Worst delusion was that I was in Purgatory being tested for whether I’d end up in hell or heaven… I thought I had already died in my sleep and woke up without knowing in Purgatory.
What was awful about this is I kept trying to repent and unload on others all the evil things I’ve ever done or thought about doing, and in my confused state I thought I had done some things I hadn’t ever done. So I basically committed reputational suicide. Alienated all my old friends and my family, ended up homeless, then in jail in solitary confinement without medication.
Very glad I found a good doctor and the right meds after getting released, now I don’t worry about things like that. I see a good amount of schizophrenics on the streets here in Oakland that make me realize how fortunate I am to be housed and medicated.
Haven’t been delusional for a long time, but that would likely end if I went off my Zyprexa.
I thought people were trying to get me to commit suicide. I bought a .22 auto handgun. My reasoning was that when they saw I wasn’t going to commit suicide they would send someone after me. I wasn’t going to walk into a crowded place and open up with my gun, but if someone had walked up behind me on a dark night I might have turned around and shot them. I took off to Texas, but I came back the next day.
Yeah it was bad got hospitalized two times after I got back. It has got a lot better. Thank god for clonazepam it’s kept me from getting hospitalized more times than I can count.
@AmericanDollar that sounds like quite a road trip. So what made you come back? Did you start to question your delusions, or did you just want to come home?

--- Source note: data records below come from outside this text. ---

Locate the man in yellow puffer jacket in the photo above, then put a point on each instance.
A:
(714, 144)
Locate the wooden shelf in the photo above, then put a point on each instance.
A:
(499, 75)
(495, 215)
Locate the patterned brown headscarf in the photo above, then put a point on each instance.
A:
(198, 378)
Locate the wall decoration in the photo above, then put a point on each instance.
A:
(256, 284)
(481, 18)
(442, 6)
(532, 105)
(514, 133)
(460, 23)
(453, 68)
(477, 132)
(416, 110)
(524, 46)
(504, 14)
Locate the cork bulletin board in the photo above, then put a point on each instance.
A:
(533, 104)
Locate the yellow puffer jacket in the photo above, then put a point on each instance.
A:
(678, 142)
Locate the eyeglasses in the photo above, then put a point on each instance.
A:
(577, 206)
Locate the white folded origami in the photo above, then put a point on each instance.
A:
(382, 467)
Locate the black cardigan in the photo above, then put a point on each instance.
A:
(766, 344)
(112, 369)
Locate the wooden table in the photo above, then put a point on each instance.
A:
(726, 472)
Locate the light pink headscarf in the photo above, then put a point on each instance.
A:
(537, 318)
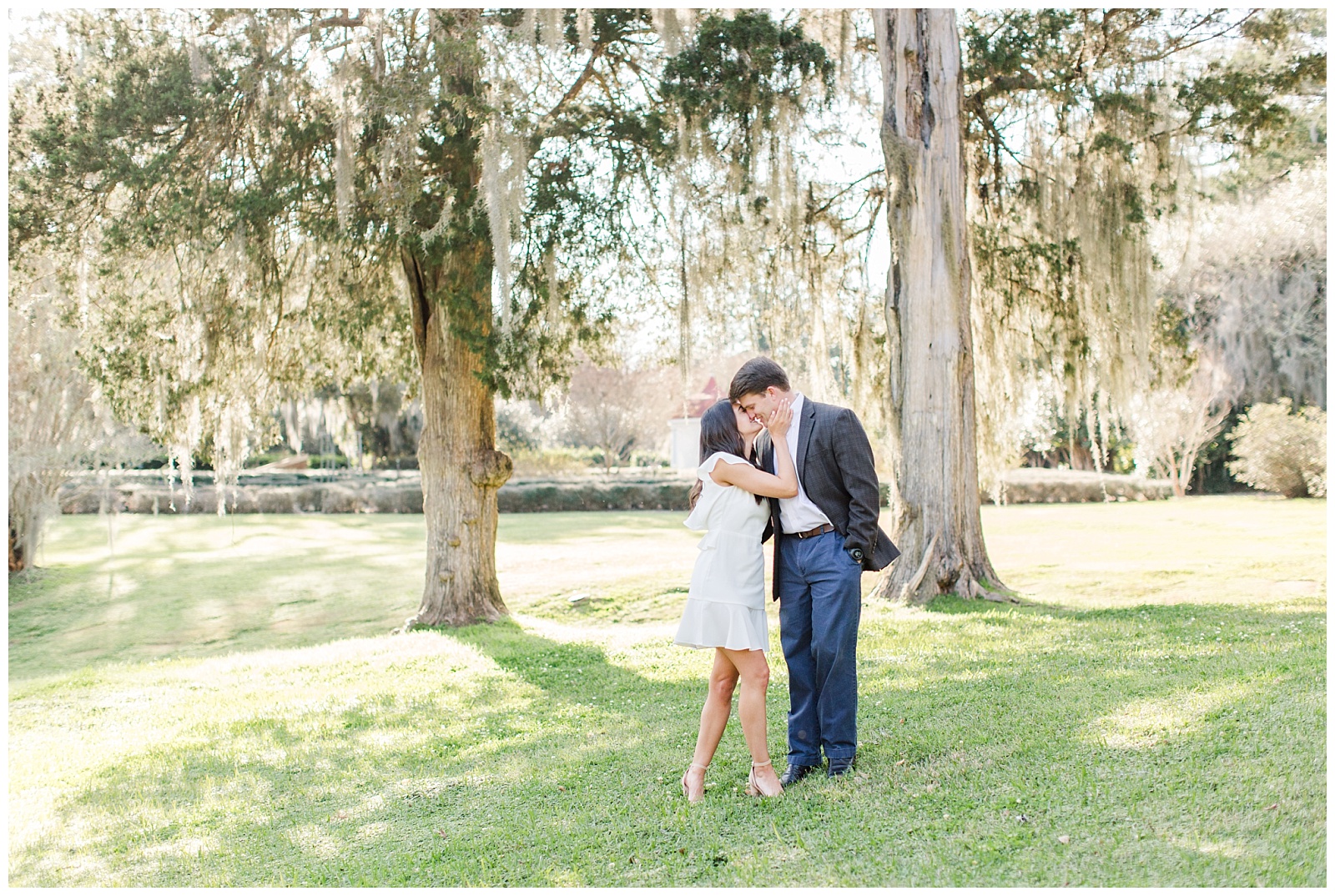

I guess my worst delusion I ever had was that I was being forced out of town by “the forces that be”, I think I may have thought it was the Illuminati at the time, I don’t remember. Anyway, I thought people could be controlled by others and I couldn’t trust my family. I thought that I saw signs that I needed to travel to Mecca. By this point I had lost my vehicles due to psychosis and my bike currently had a flat, so I took off on foot for the east coast where I thought that I would be able to find transport off the continent. I think that I was thinking by boat. I had zero money at the time so I just had to hope that “God will provide me a way”. I just was going to head east towards Mecca and the east coast. I set off from Iowa and made my way all the way to ohio over the course off about a week and a half?(not sure of how long). I either walked or got rides from strangers. I had multiple people give me money along the way that kept me fed and whatnot. Anyway, the police picked me up in ohio for traveling on a interstate highway on foot or something and ended up putting me in the hospital. I stayed in the hospital for over a month before a judge decided to inject me with Invega, which eventually brought me out of my delusions.
well, mainly i just knew i couldn’t make it down in south America with no help, if i had had more money, id probably be living in peru right now, and my family would think i died in a kayaking accident. i didn’t really become convinced it was a delusion until 6 months ago when i realized the mediation actually helped the voices, and that none of my theories on how to help mind control and deprogram myself were successful, which is what spurred me to initially take my mediation
It started about 19 years ago. My sister took my three year old out with her shopping, which was unusual. I never, ever got a break from her. And my one year old was sleeping. It was quiet, too quiet. I was standing out back having a smoke and I realized the reason why it was so quiet is because my son was dead. That’s the reason why he was never any trouble at all. My son was born and something went wrong, I tried telling them something was wrong but they wouldn’t listen. When they cut the cord he turned blue and he all of a sudden had about 10 doctors and nurses on him trying to figure out what was wrong. I thought he didn’t make it. I thought I never brought him home and had been imagining him. I thought everyone was going along with it so I didn’t lose my ■■■■. This went on for many years. I cared for my son, I loved my son but it was always in the back of my mind. And other people, I swear to you always treated him like an after thought. This only fueled my delusion. I would say this flared up off and on for a good 10 years.
if your mediation makes you better then how could it be mind control. just sorta keep that in mind its what helps me the most with the mind control thing. I used to think the psychedelics and drugs were the cure for mind control. when I started trying some of these drugs and they made the voices I was experiencing worse. This was my first clue.
I get delusions stronger than hallucinations (but I still have some voices) so it’s hard to narrow it down to one. One time I was convinced that cars were following me to run me over and kill me because I did something wrong. At the time I walked to get everywhere in a busy city so It was very scary.